The letter's signatories urge world leaders to take immediate action to:
- Support a pandemic accord at the WHO that embeds equity and human rights in pandemic preparedness and response;
- Invest in scientific innovation and manufacturing capacity in the Global South through projects like the mRNA Technology Transfer Hub established by the WHO and partners;
- Invest in global common goods; and
- Remove the intellectual property barriers that prevent knowledge and technology sharing.
"In the AIDS pandemic, pharmaceutical monopolies have resulted in an appalling number of unnecessary deaths—and it has been the same story with Covid-19," lamented Winnie Byanyima, executive director of UNAIDS and co-chair of the People's Vaccine Alliance.
"It was only the production of inexpensive generics in developing countries that made the first generation of HIV medicines available and affordable to people in the [Global] South," she added. "But governments still have not learned that lesson. Unless they break the monopolies that prevent people from accessing medical products, humanity will sleepwalk unprepared into the next pandemic."
East Timorese President José Manuel Ramos-Horta, who also signed the letter, said that "in the Covid-19 pandemic, those of us in low and middle-income countries were pushed to the back of the line for vaccines and denied access to the benefits of new technologies."
"Three years on, we must say 'never again' to this injustice that has undermined the safety of people in every country," he added. "Steps that we take today can hasten global access to vaccines, medicines, and tests in the next pandemic, with regional hubs researching, developing, and manufacturing medical products for everyone, everywhere."
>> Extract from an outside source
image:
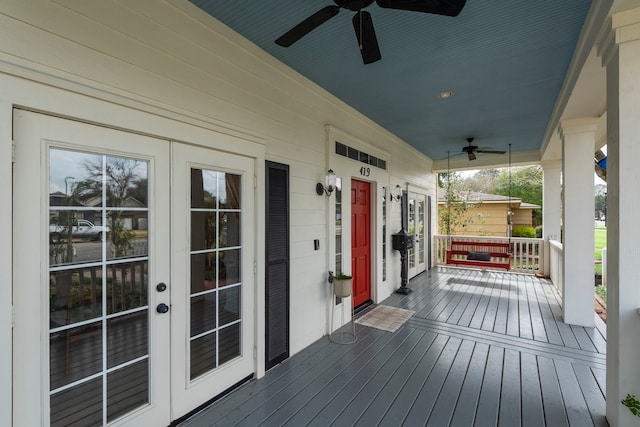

Former United Nations Secretary-General Ban Ki-moon asserted:
The great tragedy of the Covid-19 pandemic has been the failure of multilateralism and the absence of solidarity between the Global North and Global South. These past three years should act as a warning for future pandemics. We need a return to genuine cooperation between nations in our preparation and response to global threats. That requires a pandemic accord rooted in equity and human rights, which places the needs of humanity above the commercial interests of a handful of companies.
Independent Panel for Pandemic Preparedness and Response co-chair Helen Clark—who served as New Zealand's prime minister from 1999 to 2008—noted that "publicly funded science contributed a lot to the phenomenal success of Covid-19 vaccines."
"Yet, that public investment did not lead to vaccines being treated as global common goods," Clark continued. "Rather, nationalism and profiteering around vaccines resulted in a catastrophic moral and public health failure which denied equitable access to all."
"We need to fix the glaring gaps in pandemic preparedness and response today," she added, "so that people in all countries can be protected when a pandemic threat emerges."